Calculate the gravitational field strength $g$ on the surface of Mars, given that the mass of Mars is $6.42 \times 10^{23} \, \text{kg}$ and its radius is $3.39 \times 10^6 \, \text{m}$.

$g = G \frac{M}{R^2}$ $g = (6.67 \times 10^{-11}) \frac{6.42 \times 10^{23}}{(3.39 \times 10^6)^2}$ $g \approx 3.73 \, \text{m} \, \text{s}^{-2}$

We use the formula for gravitational field strength at the surface of a spherical body. By substituting the universal gravitational constant, the mass of Mars, and the square of its radius, we find the acceleration due to gravity on its surface.

A satellite orbits Earth at a height of $400 \, \text{km}$ above the surface. If Earth's radius is $6.37 \times 10^6 \, \text{m}$ and its mass is $5.97 \times 10^{24} \, \text{kg}$, determine the orbital speed $v$ of the satellite.

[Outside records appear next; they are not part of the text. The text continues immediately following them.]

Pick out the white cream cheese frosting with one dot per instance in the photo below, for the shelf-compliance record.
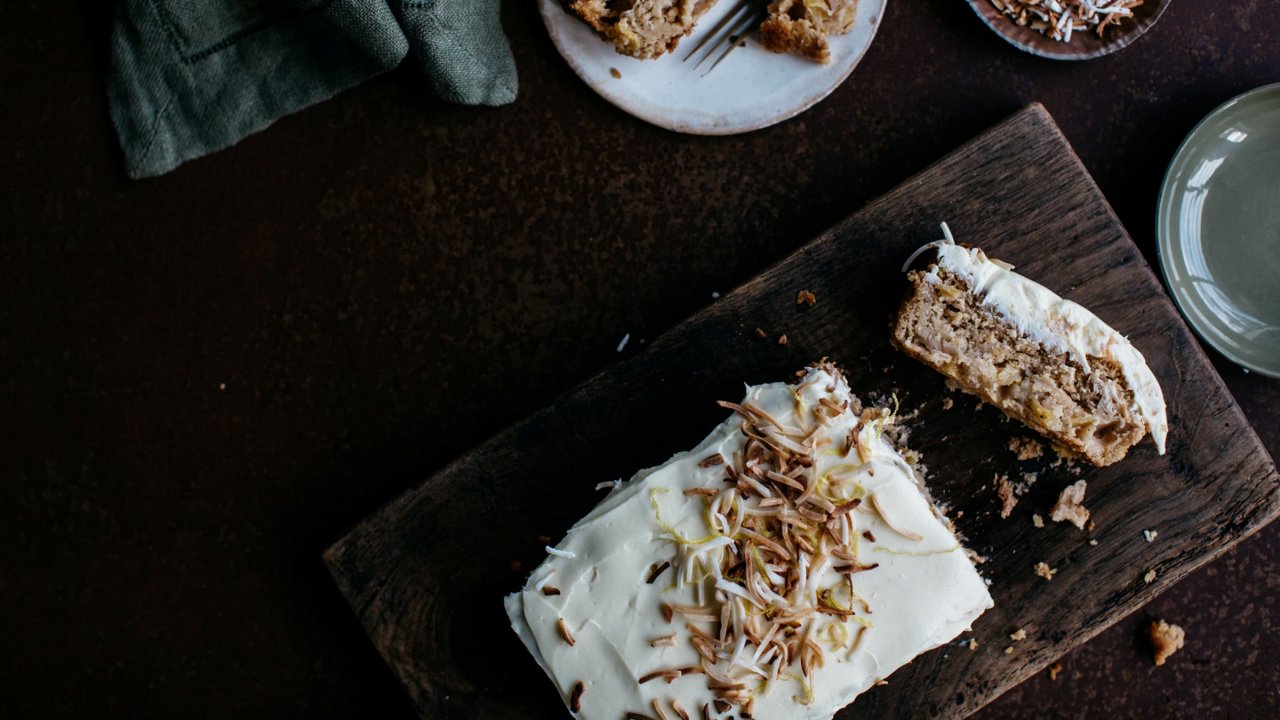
(1054, 322)
(915, 587)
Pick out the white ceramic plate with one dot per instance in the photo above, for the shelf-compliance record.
(1219, 229)
(750, 90)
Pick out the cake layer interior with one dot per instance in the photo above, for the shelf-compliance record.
(1088, 410)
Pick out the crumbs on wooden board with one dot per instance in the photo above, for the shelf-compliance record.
(1165, 639)
(1070, 505)
(1025, 447)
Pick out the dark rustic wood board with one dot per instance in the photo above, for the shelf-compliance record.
(426, 574)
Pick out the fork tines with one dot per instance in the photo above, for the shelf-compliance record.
(731, 30)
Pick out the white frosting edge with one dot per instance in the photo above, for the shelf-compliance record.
(1054, 322)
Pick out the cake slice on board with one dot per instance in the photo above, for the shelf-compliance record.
(1045, 360)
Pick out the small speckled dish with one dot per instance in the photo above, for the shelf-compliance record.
(750, 90)
(1083, 45)
(1219, 229)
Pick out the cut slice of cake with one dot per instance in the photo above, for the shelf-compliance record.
(803, 26)
(1043, 360)
(641, 28)
(778, 569)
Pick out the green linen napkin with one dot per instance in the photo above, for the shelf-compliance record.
(188, 77)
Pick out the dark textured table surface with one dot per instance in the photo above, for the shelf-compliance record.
(206, 377)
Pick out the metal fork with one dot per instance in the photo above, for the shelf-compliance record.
(731, 30)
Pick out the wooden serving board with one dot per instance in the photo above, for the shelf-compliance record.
(426, 574)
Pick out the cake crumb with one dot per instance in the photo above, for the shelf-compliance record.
(1005, 491)
(1165, 639)
(1070, 505)
(1025, 447)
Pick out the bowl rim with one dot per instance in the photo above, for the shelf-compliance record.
(1165, 242)
(979, 7)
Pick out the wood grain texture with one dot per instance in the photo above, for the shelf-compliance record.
(426, 574)
(1083, 45)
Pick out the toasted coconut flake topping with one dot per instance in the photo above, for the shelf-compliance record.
(657, 570)
(1059, 19)
(906, 533)
(773, 582)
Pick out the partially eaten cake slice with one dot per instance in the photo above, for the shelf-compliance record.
(801, 26)
(641, 28)
(778, 569)
(1043, 360)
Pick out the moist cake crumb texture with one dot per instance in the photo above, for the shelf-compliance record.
(1043, 360)
(1070, 505)
(640, 28)
(1165, 639)
(801, 26)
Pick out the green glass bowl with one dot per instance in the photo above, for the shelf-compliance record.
(1217, 229)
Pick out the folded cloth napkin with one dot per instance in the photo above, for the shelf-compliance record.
(188, 77)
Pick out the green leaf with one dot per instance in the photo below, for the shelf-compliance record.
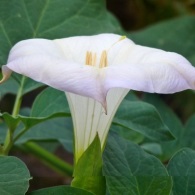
(14, 176)
(187, 138)
(88, 170)
(143, 118)
(173, 123)
(130, 170)
(182, 169)
(60, 190)
(174, 35)
(59, 129)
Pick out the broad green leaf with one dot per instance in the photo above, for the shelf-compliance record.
(173, 123)
(130, 170)
(182, 169)
(175, 35)
(59, 129)
(127, 133)
(49, 102)
(143, 118)
(51, 19)
(14, 176)
(60, 190)
(88, 170)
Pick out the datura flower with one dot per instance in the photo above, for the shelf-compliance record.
(96, 72)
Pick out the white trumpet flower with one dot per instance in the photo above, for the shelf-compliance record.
(96, 72)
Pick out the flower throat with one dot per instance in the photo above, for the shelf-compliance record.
(91, 57)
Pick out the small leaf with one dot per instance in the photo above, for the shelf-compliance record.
(14, 176)
(143, 118)
(182, 29)
(182, 169)
(130, 170)
(60, 190)
(59, 129)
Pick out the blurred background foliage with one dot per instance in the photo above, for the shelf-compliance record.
(136, 14)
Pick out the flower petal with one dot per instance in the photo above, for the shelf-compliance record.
(60, 74)
(89, 118)
(6, 73)
(150, 70)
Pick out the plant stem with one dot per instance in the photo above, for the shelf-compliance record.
(49, 159)
(9, 136)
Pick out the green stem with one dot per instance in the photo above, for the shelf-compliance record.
(9, 136)
(49, 159)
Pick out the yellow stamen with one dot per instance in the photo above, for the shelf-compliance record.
(103, 60)
(91, 58)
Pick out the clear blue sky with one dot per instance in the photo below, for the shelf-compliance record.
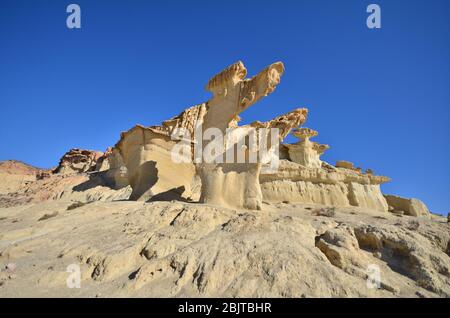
(380, 98)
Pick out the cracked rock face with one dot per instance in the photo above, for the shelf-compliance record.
(175, 249)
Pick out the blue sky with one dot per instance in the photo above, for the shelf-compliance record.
(379, 98)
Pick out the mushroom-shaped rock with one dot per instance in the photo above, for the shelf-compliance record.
(304, 133)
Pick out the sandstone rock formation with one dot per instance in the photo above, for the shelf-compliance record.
(147, 150)
(325, 185)
(78, 160)
(115, 172)
(413, 207)
(15, 174)
(176, 249)
(305, 152)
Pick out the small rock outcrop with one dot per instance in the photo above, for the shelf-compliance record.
(413, 207)
(78, 160)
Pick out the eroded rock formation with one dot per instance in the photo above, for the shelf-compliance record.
(147, 150)
(78, 160)
(413, 207)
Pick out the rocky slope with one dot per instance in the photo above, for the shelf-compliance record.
(176, 249)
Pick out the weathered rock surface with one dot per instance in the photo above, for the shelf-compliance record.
(15, 174)
(413, 207)
(146, 153)
(78, 160)
(327, 185)
(174, 249)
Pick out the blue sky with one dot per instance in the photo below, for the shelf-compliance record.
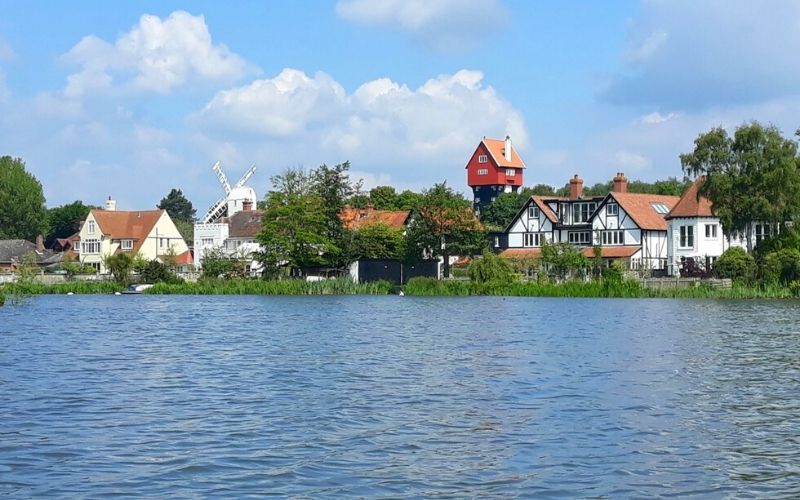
(130, 99)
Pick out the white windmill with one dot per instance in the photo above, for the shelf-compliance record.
(234, 198)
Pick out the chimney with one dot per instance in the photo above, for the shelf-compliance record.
(620, 184)
(575, 187)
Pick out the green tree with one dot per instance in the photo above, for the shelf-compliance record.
(22, 205)
(377, 241)
(383, 198)
(735, 263)
(443, 225)
(65, 220)
(502, 210)
(751, 177)
(178, 206)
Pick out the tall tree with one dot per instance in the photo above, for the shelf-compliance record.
(751, 177)
(383, 198)
(22, 205)
(443, 225)
(178, 206)
(65, 220)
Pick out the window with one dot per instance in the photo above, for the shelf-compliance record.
(580, 237)
(91, 246)
(532, 239)
(616, 237)
(660, 208)
(687, 237)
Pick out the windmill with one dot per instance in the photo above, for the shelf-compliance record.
(234, 198)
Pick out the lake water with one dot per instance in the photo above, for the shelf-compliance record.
(399, 397)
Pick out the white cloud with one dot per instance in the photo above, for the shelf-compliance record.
(689, 55)
(383, 125)
(155, 55)
(445, 25)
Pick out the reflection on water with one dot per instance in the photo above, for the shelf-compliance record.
(390, 396)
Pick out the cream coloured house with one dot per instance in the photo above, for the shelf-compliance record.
(150, 233)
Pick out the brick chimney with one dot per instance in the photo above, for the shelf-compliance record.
(575, 187)
(620, 184)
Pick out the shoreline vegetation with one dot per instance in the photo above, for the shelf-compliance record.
(422, 287)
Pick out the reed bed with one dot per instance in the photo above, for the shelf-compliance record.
(343, 286)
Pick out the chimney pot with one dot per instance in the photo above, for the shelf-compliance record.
(575, 187)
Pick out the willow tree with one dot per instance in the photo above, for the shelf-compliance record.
(751, 177)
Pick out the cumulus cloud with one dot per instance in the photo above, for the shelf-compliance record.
(445, 25)
(382, 124)
(684, 54)
(156, 55)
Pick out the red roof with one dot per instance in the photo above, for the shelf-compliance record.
(497, 148)
(692, 204)
(119, 225)
(641, 208)
(354, 218)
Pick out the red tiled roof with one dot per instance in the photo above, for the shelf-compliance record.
(692, 204)
(640, 208)
(120, 225)
(354, 218)
(612, 252)
(497, 148)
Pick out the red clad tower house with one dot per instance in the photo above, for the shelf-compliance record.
(494, 168)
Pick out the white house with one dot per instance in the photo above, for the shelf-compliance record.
(626, 226)
(150, 233)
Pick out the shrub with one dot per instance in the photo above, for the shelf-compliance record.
(490, 267)
(782, 266)
(737, 264)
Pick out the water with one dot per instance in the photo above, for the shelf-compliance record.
(399, 397)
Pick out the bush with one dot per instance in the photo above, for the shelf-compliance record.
(490, 267)
(735, 263)
(782, 266)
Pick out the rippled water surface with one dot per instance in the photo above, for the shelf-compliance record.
(398, 397)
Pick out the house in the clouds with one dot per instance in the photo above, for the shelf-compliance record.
(148, 233)
(494, 168)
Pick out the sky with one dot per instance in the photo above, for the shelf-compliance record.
(130, 99)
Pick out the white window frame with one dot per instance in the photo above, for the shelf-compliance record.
(686, 237)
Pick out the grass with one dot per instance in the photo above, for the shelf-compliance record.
(600, 289)
(342, 286)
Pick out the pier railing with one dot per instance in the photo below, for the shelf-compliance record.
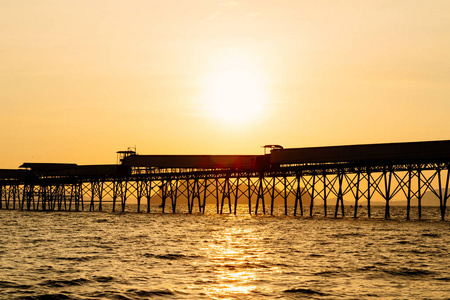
(308, 188)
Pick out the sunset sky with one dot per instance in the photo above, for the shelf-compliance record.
(83, 79)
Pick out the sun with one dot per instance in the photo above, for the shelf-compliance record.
(235, 90)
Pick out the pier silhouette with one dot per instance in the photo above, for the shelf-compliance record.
(306, 175)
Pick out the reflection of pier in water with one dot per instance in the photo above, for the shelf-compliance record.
(302, 177)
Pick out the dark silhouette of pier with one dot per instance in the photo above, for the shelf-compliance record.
(309, 176)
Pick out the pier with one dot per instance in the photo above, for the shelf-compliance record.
(308, 180)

$r = R_{Earth} + h = 6.37 \times 10^6 + 0.40 \times 10^6 = 6.77 \times 10^6 \, \text{m}$ $v = \sqrt{\frac{GM}{r}}$ $v = \sqrt{\frac{(6.67 \times 10^{-11})(5.97 \times 10^{24})}{6.77 \times 10^6}}$ $v \approx 7670 \, \text{m} \, \text{s}^{-1}$

The orbital radius $r$ must include both the Earth's radius and the altitude of the satellite. The orbital velocity is derived by equating the gravitational force to the centripetal force.